Buenos Aires, May 21, 2002
Argentine Army
Head of the Army High Command
Argentina

Distinguished Sir,

I read your reply to my invitation carefully and with sadness, and wish to reply to it privately to express my deepest feelings.

The Institutional Communications Course [to which you were invited to speak] has been offered by the army for a number of years to the heads of the press and public relations departments of every unit.
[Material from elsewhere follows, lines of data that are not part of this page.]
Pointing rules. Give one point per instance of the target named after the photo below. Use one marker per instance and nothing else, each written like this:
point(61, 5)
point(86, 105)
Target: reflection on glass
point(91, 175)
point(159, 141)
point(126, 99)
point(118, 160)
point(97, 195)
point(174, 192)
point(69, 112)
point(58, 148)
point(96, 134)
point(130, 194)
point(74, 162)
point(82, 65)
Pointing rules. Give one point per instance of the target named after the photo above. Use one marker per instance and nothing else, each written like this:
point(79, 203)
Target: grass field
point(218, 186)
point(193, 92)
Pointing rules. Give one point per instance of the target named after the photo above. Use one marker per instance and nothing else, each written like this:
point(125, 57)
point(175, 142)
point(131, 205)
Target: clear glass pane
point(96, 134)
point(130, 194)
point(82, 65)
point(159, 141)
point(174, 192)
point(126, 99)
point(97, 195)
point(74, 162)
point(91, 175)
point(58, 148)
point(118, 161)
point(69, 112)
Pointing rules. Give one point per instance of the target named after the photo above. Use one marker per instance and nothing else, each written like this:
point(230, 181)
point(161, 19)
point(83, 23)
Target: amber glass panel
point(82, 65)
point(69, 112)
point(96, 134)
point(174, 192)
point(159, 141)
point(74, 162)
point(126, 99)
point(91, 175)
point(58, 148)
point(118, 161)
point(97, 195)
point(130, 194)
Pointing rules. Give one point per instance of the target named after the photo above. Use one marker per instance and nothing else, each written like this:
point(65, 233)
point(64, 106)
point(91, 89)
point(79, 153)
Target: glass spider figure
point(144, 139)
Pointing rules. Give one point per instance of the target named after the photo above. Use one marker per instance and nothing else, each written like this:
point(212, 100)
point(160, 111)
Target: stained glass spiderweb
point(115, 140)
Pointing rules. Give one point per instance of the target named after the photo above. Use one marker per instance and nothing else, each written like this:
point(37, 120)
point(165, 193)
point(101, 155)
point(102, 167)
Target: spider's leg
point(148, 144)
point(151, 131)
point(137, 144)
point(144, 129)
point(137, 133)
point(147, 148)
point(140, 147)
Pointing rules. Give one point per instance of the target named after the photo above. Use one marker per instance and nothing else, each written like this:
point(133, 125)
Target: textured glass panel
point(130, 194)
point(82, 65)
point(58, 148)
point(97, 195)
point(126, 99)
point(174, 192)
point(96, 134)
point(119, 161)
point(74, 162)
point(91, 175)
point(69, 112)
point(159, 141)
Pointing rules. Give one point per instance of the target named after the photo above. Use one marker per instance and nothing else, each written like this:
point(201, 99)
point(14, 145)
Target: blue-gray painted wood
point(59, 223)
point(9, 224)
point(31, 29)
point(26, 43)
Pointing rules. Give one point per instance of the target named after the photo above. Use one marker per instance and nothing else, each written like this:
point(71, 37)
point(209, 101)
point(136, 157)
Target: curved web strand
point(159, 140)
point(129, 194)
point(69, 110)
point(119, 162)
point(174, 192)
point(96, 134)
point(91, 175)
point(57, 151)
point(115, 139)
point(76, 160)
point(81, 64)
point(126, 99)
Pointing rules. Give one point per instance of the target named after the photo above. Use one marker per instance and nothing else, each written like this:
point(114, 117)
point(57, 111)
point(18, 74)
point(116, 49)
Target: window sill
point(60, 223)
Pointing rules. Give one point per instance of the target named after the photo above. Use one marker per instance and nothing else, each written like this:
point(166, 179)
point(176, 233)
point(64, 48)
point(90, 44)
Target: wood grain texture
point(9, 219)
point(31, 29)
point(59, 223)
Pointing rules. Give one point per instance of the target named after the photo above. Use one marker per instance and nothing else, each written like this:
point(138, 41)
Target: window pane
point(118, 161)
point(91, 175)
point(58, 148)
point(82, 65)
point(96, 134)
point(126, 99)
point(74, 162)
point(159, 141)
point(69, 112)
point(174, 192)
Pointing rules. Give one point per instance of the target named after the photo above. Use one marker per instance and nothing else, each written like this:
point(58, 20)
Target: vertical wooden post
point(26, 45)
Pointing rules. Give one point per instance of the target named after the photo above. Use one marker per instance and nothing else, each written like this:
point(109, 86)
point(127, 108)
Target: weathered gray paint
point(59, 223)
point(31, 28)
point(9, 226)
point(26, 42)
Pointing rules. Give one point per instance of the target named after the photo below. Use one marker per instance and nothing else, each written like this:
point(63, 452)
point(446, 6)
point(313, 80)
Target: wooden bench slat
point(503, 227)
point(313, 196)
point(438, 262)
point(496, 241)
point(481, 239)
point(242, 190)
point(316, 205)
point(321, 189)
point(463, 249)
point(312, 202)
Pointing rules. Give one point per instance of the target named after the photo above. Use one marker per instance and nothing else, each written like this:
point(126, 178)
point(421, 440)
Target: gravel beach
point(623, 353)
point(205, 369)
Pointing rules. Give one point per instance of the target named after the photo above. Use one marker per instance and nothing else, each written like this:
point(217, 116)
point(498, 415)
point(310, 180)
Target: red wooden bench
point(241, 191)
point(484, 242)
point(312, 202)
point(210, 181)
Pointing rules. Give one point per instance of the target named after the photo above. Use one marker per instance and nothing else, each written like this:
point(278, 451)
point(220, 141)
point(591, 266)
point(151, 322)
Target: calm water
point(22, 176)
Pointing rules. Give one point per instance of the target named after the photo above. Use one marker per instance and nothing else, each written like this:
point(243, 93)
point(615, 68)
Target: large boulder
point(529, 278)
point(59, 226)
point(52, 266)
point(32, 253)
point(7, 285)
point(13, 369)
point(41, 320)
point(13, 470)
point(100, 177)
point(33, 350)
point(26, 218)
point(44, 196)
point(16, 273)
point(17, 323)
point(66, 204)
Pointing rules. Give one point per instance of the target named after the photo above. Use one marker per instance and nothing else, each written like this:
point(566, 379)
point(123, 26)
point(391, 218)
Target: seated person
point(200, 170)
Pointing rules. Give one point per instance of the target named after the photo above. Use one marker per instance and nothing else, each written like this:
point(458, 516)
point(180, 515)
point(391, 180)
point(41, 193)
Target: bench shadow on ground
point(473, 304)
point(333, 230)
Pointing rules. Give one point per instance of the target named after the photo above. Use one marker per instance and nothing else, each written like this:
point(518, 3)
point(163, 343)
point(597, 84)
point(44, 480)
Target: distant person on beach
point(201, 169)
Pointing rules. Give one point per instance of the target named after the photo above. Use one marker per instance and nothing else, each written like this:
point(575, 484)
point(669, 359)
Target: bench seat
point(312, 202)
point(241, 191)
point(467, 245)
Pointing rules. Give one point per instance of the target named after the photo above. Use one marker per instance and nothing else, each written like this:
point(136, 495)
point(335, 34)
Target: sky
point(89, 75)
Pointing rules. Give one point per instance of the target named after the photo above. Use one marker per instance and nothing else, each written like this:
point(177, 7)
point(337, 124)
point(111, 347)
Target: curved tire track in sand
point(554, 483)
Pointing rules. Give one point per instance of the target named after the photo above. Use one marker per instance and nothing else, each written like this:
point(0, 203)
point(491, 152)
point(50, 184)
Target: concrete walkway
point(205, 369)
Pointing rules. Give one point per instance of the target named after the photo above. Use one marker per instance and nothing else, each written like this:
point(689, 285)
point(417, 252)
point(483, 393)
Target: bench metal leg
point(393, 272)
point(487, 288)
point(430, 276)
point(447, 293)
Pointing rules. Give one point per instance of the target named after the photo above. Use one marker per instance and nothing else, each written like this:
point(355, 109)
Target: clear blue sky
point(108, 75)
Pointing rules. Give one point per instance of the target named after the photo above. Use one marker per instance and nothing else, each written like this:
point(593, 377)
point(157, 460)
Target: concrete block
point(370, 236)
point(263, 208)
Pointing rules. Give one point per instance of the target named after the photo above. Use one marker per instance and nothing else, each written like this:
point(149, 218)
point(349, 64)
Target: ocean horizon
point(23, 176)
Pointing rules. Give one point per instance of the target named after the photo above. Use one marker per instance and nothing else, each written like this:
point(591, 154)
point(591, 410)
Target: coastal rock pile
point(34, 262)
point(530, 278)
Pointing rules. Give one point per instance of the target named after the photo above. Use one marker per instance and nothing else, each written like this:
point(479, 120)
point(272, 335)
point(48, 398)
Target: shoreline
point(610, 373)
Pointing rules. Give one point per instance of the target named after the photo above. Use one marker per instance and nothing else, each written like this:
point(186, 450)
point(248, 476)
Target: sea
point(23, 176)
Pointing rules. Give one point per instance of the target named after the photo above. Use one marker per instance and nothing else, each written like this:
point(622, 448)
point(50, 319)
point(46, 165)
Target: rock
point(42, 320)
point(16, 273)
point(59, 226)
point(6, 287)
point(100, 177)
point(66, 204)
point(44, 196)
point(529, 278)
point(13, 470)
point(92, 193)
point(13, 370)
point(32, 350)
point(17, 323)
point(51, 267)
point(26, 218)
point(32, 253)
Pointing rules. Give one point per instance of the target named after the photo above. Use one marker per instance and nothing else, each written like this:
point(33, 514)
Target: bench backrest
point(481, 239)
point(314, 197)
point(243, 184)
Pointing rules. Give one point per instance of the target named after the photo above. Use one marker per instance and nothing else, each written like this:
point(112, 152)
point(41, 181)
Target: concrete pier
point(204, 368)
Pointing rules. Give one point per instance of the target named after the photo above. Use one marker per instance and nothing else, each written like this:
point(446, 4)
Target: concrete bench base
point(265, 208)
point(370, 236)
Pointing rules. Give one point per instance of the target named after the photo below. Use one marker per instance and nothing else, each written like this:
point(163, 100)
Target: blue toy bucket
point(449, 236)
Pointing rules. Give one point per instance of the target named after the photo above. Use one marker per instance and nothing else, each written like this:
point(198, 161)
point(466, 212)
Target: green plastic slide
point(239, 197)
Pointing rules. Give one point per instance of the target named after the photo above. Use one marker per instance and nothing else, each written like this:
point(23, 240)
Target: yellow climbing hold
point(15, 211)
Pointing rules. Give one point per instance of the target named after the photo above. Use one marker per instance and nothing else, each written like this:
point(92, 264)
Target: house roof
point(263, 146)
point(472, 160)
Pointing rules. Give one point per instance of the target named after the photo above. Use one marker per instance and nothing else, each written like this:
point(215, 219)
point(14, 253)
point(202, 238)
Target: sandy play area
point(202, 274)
This year fifteen colonels from all over the country have been requested to attend as well.

This is not a propaganda exercise but rather an educational one that is necessary so that in each regiment, each brigade, the army can fulfill the demands of citizens who “want to know what it is all about”–in other words, to improve and make public our way of life and our activities.

Journalists and communications and advertising professionals who have spoken at these events in the past are far from being obsequious collaborators with the army and ignoring or justifying illegal activities. I regret that you have decided not to join them.

I am sorry to hear that the invitation to speak at the course has reawakened the pain you hold in your heart, which does not allow conciliatory feelings.

The army has publicly acknowledged its responsibilities for the violent and sorrowful past that affected us all. For some time now I myself have tried to contribute sincerely and honestly to reconciliation among all Argentines.

Your father’s painful case is one among many regrettable events of that past. The pain, the love, the experience, are not transferable, but believe me that I understand you, you and each family that mourns a loved one.

As the head of this institution, but especially as a human being, let me air a few ideas.

We Christians forgive unreservedly, no matter what the offense was, and independently of the sincerity of the penitent. I am convinced that forgiveness and truth are essential steps to a definite reconciliation. Our religions, which hold so many teachings in common, should allow ecumenical encounters at which we could shake hands.

I suggest that you meditate on the following words by Shakespeare, which I believe are from The Merchant of Venice: “The quality of mercy is not strained;/It droppeth as the gentle rain from heaven/Upon the place beneath. It is twice blest;/It blesseth him that gives and him that takes.”